Il me semble qu'en moi quelque chose vient de mourir.

A quoi me résoudre? M'établir pessimiste? Non pas, certes! J'aurais trop peur de ta bien portante raillerie.

Après tout, je ne suis plus riche: mais il me reste de quoi vivre libre. Je ne suis plus jeune: mais il y a encore une dizaine de belles années entre l'homme qui m'apparaît dans cette glace et un vieillard.
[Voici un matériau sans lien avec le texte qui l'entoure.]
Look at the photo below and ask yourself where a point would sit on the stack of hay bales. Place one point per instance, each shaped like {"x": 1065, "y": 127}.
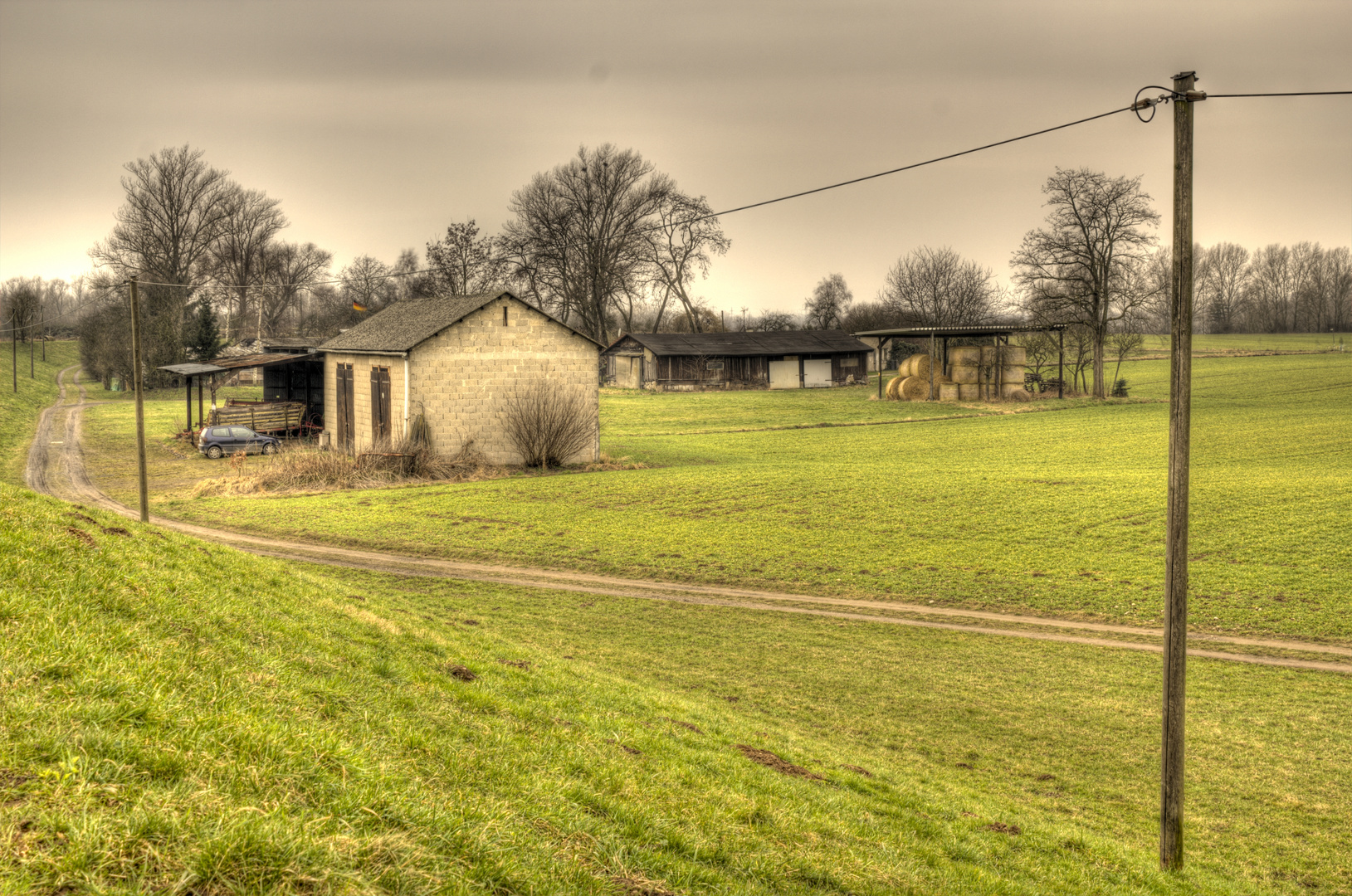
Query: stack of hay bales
{"x": 913, "y": 380}
{"x": 987, "y": 372}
Il est trop tard pour songer à la gloire: mais le travail, même sans gloire, a ses nobles joies.

Et, puisque je n'eus pas le génie d'être créateur, peut-être qu'un effort dans l'ordre scientifique, une série de recherches, établies nettement et courageusement poursuivies, me débarrasseront des désespérantes hésitations qui, si souvent, m'ont laissé tomber l'outil des mains à mi-tâche devant des entreprises trop purement imaginatives pour ne pas, à certains moments douloureux, apparaître creuses et vaines au raisonneur et au timide que le hasard a fait de moi.
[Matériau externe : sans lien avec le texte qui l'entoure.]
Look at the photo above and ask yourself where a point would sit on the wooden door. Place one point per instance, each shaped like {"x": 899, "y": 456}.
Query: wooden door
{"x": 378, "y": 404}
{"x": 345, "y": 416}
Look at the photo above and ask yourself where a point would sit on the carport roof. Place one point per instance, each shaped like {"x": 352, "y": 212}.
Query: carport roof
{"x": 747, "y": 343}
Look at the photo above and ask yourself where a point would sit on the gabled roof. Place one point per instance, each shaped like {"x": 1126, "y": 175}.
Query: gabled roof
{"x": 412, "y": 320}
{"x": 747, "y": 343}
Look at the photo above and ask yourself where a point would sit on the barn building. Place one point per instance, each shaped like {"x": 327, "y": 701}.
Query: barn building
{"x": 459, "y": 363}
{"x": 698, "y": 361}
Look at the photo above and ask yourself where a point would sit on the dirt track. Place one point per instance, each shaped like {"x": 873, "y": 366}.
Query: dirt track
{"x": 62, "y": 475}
Après avoir cherché, réfléchi, je me suis donc fixé une besogne selon mon courage et mes goûts.

Tu sais, s'il m'est permis d'employer une expression que tu affectionnes et que as même, je crois, un peu inventée, quel enragé traditioniste je suis.

En exil au milieu du monde moderne, j'ai cette infirmité qu'aucune chose ne m'intéresse si je n'y retrouve le fil d'or qui la rattache au passé. Mon sentiment, d'ailleurs, peut se défendre; l'avenir nous étant fermé, revivre le passé reste encore le seul moyen qui s'offre à nous d'allonger intelligemment nos quelques années d'existence.
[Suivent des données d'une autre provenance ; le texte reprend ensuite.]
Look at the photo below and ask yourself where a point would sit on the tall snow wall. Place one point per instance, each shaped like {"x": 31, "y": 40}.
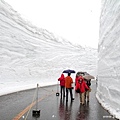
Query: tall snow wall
{"x": 108, "y": 90}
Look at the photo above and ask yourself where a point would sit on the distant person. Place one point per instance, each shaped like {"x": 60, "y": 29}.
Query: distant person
{"x": 87, "y": 93}
{"x": 68, "y": 86}
{"x": 62, "y": 85}
{"x": 81, "y": 84}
Tu sais aussi, pour m'avoir souvent plaisanté sur un vague atavisme barbaresque que ton érudition moqueuse me prêtait, tu sais quel faible j'eus toujours pour les souvenirs de la civilisation arabe.

Dans ce beau pays où, par la langue et par la race, au-dessus du vieux tuf ligure, tant de peuples, Phéniciens, Phocéens, Latins, ont laissé leur marque, les derniers venus, les Arabes seuls m'intéressent.

Plus que la Grecque qui, avec ses yeux gris-bleu s'encadrant de longs sourcils noirs, évoque la vision de quelque Cypris paysanne, plus que la Romaine dont souvent tu admiras les fières pâleurs patriciennes, me plaît, rencontrée au détour d'un sentier, la souple et fine Sarrasine, aux lèvres rouges, au teint d'ambre. Et tandis que d'autres sentent leur cœur battre à la trouvaille d'un fragment d'urne antique ou d'une main de déesse que le soleil a dorée, je ne fus jamais tant ému qu'un jour, dans Nîmes, près des bains de Diane, dont les vieilles pierres disparaissaient sous un écroulement de rose, en foulant, parmi les débris, le plafond de marbre fouillé et gaufré que les envahisseurs venus d'Afrique par l'Espagne ajoutèrent ingénument aux ornements ioniens du temple des nymphes.

On accueillit en amis, chez nous, ces chevaleresques aventuriers qui, au milieu du dur moyen-âge, nous apportaient, vêtus de soie, la grâce et les arts d'Orient. Quand les Arabes vaincus se réembarquèrent, la Provence entière pleura comme pleurait Blanche de Simiane au départ de son bel émir.

J'avais entrepris autrefois sur ce sujet un travail, hélas! interrompu trop vite, et retrouve même fort à propos un carnet jauni dont bien des pages sont restées blanches. Je ferai revivre, en les complétant, ces notes longtemps oubliées. Je recommencerai mes longues courses sous ce ciel pareil au ciel d'Orient, à travers ces rocs mi-africains qui portent le palmier et la figue de Barbarie, le long de ces calanques bleues propices au débarquement, de ces plages où, dans le sable blond, s'enfonçait la proue des tartanes.

Heureux le soir et n'ayant pas perdu ma journée, si je découvre quelque nom de famille ou de lieu dont la consonance dise l'origine, si j'aperçois au soleil couchant, près de la mer, sur une cime, quelque village blanc, avec une vieille tour sarrasine gardant encore ses créneaux et l'amorce de ses moucharabis.